Archive for September, 2008

Sep 24 2008

24 x 7 support is offline !!!

Published by Niyaz PK under General

I saw the following image in a website:

24x7-support-is-offline

If your 24 x 7 service is offline most of the time, why bother calling it a 24 x 7 service?

7 responses so far

Sep 11 2008

Sanitizing user data: How and where to do it

Published by Niyaz PK under Programming, Security

User data can be dangerous. Whatever the user supplies as data, especially in a web application, cannot be assumed to be safe. On the contrary, there are many malicious users who try to exploit every security vulnerability in your application. XSS, CSRF, SQL Injection attacks are familiar to most of you. (If not, go figure it out and come back fast.) In order to protect your application from such attacks you need to sanitize user data so that it does not do anything harmful to your system.

Exploits-of-a-mom

A big question being discussed vigorously in the web development community is:

Where to sanitize the user data? Should it be done in the input stage where the data is being entered by the user or in the output stage where the data is being displayed to the user?

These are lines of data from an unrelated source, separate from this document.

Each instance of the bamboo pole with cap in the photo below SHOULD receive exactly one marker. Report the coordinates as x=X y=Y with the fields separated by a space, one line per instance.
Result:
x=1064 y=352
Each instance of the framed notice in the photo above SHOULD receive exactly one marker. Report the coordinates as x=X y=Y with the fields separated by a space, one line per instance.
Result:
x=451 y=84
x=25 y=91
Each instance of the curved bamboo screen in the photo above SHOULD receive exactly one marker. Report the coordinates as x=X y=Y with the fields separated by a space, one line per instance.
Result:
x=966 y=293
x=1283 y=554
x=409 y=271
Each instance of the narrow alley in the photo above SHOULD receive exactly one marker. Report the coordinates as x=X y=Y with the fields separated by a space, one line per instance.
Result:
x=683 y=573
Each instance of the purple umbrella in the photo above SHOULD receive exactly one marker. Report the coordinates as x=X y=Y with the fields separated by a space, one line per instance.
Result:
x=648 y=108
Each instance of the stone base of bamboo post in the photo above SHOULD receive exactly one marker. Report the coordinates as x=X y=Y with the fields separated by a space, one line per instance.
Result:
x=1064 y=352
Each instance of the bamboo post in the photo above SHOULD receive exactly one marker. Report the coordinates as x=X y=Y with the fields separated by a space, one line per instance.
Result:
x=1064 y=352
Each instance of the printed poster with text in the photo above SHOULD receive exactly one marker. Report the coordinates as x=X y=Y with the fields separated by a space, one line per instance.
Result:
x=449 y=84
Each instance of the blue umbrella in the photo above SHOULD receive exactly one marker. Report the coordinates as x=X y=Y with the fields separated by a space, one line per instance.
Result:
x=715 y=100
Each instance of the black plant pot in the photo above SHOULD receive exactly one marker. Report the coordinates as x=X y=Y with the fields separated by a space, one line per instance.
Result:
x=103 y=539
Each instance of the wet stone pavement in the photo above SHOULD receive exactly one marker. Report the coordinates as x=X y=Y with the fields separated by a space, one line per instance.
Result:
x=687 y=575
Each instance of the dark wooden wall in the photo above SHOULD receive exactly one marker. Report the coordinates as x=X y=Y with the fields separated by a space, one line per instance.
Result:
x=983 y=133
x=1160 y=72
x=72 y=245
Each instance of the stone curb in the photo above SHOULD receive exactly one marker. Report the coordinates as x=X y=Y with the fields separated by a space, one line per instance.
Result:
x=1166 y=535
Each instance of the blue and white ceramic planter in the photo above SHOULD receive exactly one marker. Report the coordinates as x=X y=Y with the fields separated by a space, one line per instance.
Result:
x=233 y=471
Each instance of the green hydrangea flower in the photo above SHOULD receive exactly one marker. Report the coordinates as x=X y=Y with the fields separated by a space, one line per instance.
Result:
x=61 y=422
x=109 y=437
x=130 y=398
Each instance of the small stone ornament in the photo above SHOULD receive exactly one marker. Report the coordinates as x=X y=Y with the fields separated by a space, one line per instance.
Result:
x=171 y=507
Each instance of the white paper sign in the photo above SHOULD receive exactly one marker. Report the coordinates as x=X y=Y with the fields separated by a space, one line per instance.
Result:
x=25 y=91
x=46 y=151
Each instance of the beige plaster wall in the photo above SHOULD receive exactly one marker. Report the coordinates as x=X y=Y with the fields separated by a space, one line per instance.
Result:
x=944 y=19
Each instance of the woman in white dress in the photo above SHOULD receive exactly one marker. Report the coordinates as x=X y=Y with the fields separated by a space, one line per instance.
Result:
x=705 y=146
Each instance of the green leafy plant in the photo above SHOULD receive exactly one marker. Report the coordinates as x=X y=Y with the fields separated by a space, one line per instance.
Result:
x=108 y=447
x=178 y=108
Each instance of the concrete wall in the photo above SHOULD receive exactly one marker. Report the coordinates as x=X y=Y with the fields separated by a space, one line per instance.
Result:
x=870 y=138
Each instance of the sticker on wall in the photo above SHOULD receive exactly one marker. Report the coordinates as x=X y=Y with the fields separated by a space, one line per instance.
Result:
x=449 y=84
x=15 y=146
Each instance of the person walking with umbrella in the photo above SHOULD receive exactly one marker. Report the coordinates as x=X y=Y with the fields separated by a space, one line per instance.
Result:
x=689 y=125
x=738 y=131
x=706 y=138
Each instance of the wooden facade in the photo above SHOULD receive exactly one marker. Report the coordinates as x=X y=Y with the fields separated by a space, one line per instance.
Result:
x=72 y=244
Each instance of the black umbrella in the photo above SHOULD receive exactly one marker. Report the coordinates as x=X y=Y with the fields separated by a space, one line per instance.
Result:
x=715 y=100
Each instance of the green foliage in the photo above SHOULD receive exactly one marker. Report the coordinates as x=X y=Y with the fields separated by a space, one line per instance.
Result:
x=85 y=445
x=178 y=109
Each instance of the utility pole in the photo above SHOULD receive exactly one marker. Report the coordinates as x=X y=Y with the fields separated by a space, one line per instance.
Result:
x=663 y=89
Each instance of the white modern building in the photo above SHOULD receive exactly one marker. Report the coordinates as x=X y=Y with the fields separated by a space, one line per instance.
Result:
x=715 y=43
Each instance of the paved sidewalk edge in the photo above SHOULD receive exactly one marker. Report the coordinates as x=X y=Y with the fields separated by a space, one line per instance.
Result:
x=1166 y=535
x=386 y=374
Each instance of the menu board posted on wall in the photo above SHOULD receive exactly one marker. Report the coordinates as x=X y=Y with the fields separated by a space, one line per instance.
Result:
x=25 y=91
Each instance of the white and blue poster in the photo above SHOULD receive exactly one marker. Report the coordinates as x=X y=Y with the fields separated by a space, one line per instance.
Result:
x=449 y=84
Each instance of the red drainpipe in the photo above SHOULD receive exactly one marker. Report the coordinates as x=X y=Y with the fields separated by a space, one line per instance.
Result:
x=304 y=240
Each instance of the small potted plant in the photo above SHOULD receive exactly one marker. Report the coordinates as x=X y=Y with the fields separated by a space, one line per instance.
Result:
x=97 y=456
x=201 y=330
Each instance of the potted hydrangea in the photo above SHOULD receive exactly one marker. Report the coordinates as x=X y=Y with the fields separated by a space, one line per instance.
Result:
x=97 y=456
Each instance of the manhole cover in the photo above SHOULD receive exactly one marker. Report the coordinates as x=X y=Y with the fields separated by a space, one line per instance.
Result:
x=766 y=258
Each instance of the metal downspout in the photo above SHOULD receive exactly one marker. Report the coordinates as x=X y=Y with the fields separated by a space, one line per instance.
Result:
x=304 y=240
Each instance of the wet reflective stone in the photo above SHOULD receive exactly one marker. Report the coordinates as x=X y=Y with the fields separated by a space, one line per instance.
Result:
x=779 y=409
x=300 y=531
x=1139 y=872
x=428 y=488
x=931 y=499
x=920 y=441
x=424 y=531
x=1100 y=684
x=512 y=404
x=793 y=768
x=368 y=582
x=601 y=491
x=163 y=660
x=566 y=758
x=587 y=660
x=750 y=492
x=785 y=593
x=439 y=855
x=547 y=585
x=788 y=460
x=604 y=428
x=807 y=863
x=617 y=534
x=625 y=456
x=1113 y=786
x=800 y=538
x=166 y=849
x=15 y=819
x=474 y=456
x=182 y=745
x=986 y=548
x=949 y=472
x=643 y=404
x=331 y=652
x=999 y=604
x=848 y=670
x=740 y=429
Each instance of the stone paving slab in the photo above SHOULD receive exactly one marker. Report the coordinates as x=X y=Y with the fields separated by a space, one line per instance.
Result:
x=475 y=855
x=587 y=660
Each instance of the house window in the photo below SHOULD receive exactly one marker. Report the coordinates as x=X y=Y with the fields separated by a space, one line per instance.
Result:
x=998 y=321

The solution, in my opinion, (and in the opinion of a large group of experts in this field) is to do dual sanitization. One validation and SQL escaping before going into the database and one sanitization (filtering and escaping) before going to the output.

So the process essentially boils down to validation in the input and escaping in the output. Here are the reasons why you should go by this method instead of escaping and sanitation in the input alone:

  1. The way data needs to be sanitized depends on the context the data is intended to be used. For example, if the data is to be stored in a database, we need to escape the ‘ character to prevent SQL Injection attacks. If the data is to be displayed in the HTML output, we need to escape the < and > characters to prevent XSS attacks. In the input stage we cannot anticipate the ways in which the data is going to be used.  So it is better to sanitize the data just before the output stage when it is clear where the data is going.
  2. You cannot always be sure that the data in the database is sanitized data. You cannot guarantee that it came from the sources we anticipated the data to come from. There is a chance that the data ended up in the database through a path where you have not placed your input sanitizer. What if a user directly edited the database to add some data? What if there are loopholes in your sanitizer? What if the data was placed by an SQL injection attack against your database? All these points tell us that we need to sanitize user data where it is being used – that is in the output stage.
  3. There may be other applications which use the data from your database. For example an application written in COBOL may be using the data from the database to generate some reports with it. If the data already in the database is in the form of &gt;script&lt;&nbsp;hello&nbsp;world, the COBOL application will not able to make sense out of the data. It will have to implement its own decoder to read the data. This is a very painful process. We can avoid situations like this if we do not push processed data into the database.
  4. It is always best to have pure unaltered data in the database so that it can be easily processed by all the applications using the data. Once we sanitize the data before it is stored in the database, there is no going back. It is really hard to get the original data supplied by the user back after doing all these filtering and escaping techniques. On the other hand, if we have unaltered data in the database it is easy to escape it later with respect to each application using the data.
  5. According to the above points, data sanitization in the output is anyway needed for obvious reasons. If we are encoding the user data in the input as well as in the output, the data will be in a doubly encoded form and it will not be useful at all. There is no need for double sanitization anyway. So it is always recommended to encode your data to the target format just before passing the data to the target system.
  6. Users have reported security holes with applications like phpMyAdmin when it displays database values without encoding to HTML format. The developers of phpMyAdmin anticipated the data in the user databases to be free of any malicious code, but it may not be the case. So your application needs output sanitization especially if you are using data form outside sources. Never trust any data coming your way.
  7. Assume that you are using input sanitization. If there is some bug in the sanitizer, malicious data will creep into the database and now you have to fix the sanitizer and remove all the malicious data from your database. This can be a very tedious job. But if you were using output sanitizer, you just would have to modify the code to fix the security hole.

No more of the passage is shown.